中学か高校くらいの時に、「ライ麦畑でつかまえて」と「ナインストーリーズ」は読んだような覚えがあるのですが、どんな内容だったかほとんど覚えていません。
えらく難しかったなぁという印象があるくらいか。
ただ、思春期のなんとも掴みどころのない感覚が、さらに研ぎ澄まされたような記憶があります。
でも、もう一度読もうとか感銘を受けたとか、そんなことはなかったというのは確かです。
さて、あらためて「フラニーとズーイ」です。
大人になったからか、村上さんの訳が素晴らしいからか、つらつら読めます。それでも、とっつきにくいという印象は確かにあります。
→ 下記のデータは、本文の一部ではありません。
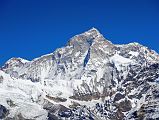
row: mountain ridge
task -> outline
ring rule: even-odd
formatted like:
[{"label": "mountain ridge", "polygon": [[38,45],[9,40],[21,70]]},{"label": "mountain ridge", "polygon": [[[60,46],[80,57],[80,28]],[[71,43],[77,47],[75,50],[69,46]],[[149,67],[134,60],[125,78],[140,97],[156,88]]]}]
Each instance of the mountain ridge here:
[{"label": "mountain ridge", "polygon": [[[113,44],[95,28],[32,61],[11,58],[0,75],[2,91],[13,96],[0,92],[0,104],[19,111],[5,113],[8,118],[121,120],[149,119],[152,114],[159,118],[155,107],[142,115],[159,101],[159,55],[139,43]],[[8,106],[8,98],[18,108]],[[40,117],[22,112],[19,101]]]}]

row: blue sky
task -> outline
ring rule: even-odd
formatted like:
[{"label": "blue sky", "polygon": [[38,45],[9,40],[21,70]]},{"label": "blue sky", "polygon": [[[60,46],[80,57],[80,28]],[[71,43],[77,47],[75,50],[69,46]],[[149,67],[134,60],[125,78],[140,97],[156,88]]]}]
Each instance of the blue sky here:
[{"label": "blue sky", "polygon": [[159,1],[0,0],[0,65],[51,53],[92,27],[113,43],[159,52]]}]

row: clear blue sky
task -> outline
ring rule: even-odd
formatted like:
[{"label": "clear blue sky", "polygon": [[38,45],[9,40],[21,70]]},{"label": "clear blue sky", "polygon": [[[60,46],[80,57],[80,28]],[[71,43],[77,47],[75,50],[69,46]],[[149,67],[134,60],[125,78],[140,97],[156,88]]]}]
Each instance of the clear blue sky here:
[{"label": "clear blue sky", "polygon": [[0,0],[0,65],[33,59],[92,27],[113,43],[159,52],[158,0]]}]

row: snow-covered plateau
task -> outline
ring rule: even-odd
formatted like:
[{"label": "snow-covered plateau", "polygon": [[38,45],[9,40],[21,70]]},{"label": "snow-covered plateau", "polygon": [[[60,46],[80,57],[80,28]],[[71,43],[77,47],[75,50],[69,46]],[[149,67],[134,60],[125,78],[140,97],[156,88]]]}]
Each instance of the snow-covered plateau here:
[{"label": "snow-covered plateau", "polygon": [[95,28],[32,61],[0,68],[2,120],[158,120],[159,54]]}]

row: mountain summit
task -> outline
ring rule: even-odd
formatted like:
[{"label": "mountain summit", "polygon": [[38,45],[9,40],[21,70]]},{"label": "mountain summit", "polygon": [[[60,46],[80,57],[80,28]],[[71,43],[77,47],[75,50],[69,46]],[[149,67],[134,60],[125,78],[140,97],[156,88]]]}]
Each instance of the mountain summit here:
[{"label": "mountain summit", "polygon": [[8,60],[0,70],[0,119],[158,119],[158,79],[155,51],[113,44],[92,28],[51,54]]}]

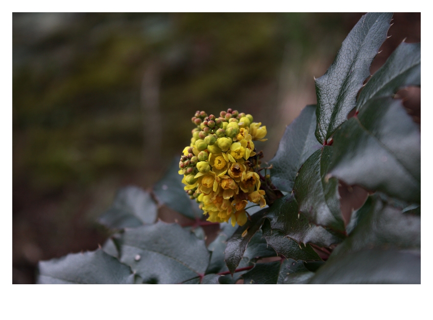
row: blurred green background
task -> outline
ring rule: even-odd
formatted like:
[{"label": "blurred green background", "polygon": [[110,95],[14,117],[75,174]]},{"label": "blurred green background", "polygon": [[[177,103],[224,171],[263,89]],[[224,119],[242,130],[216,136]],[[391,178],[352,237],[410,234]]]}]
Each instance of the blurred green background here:
[{"label": "blurred green background", "polygon": [[[161,177],[197,110],[251,113],[272,158],[362,15],[14,14],[13,283],[103,243],[96,218],[118,188]],[[405,37],[420,41],[420,14],[393,22],[373,71]]]}]

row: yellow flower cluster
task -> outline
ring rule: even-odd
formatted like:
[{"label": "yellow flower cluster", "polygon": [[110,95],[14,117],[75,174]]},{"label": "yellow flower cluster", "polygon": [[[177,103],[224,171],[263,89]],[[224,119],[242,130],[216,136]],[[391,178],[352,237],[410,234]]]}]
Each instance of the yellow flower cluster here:
[{"label": "yellow flower cluster", "polygon": [[261,208],[266,205],[255,171],[260,162],[253,142],[267,140],[266,127],[230,109],[218,118],[197,111],[192,121],[197,127],[179,162],[184,189],[209,214],[208,221],[243,226],[248,200]]}]

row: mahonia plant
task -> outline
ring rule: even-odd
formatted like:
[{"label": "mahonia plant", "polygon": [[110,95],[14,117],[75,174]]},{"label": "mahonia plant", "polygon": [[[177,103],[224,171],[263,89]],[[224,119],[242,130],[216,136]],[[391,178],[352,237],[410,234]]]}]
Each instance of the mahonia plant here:
[{"label": "mahonia plant", "polygon": [[253,122],[251,114],[231,109],[221,111],[218,118],[198,111],[191,120],[197,128],[179,164],[184,189],[209,215],[208,221],[243,226],[248,200],[260,208],[266,205],[260,184],[273,187],[260,175],[263,155],[256,153],[253,142],[267,140],[266,126]]},{"label": "mahonia plant", "polygon": [[[421,134],[396,93],[421,86],[420,44],[401,43],[363,84],[392,17],[361,18],[269,164],[252,116],[197,111],[180,162],[100,217],[103,246],[40,262],[38,282],[420,283]],[[162,206],[184,220],[156,221]]]}]

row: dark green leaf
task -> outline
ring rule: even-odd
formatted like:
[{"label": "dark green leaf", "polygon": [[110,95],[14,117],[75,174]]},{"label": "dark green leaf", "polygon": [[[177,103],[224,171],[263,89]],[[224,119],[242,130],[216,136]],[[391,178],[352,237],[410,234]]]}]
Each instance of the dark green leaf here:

文庫で買ったのですが、そこには別冊的に村上さんのコメントがあります。
村上さんも若いとき読んだけれど、よくわからなかったとのこと。
翻訳に当たって、あらためて原文を読んでみると、文体がこの物語の凄さだと気づいたというのです。
読んでみると、先日投稿した「読者を眠らせないための、たった二つのコツ」で村上さんが指南していた通り、ほとんど比喩と会話のみで物語が進行していっている感じです。
とにかく比喩はひねくれていて、会話もひねくれている。
会話なんてすべてが罵りあいです。
全てがひねくれているのだけれど、結局、物事を突き詰めて考えていくとこうなっちゃうんじゃないかと思わされます。
誰もがおかしなことを言っているようで、誰もがまともなことを言っているようなギリギリの感じ。
それが全く不自然じゃない。
これで物語を成立させるなんて正気の沙汰じゃないですよ。
村上さんの訳もしつこくしつこく推敲されたことが伺えます。
この文体を英語から日本語に置き換えていく作業はかなり緻密なものを求められたのではないでしょうか。
そんなことを感じつつ、残りあと少しを存分に味わいたいと思います。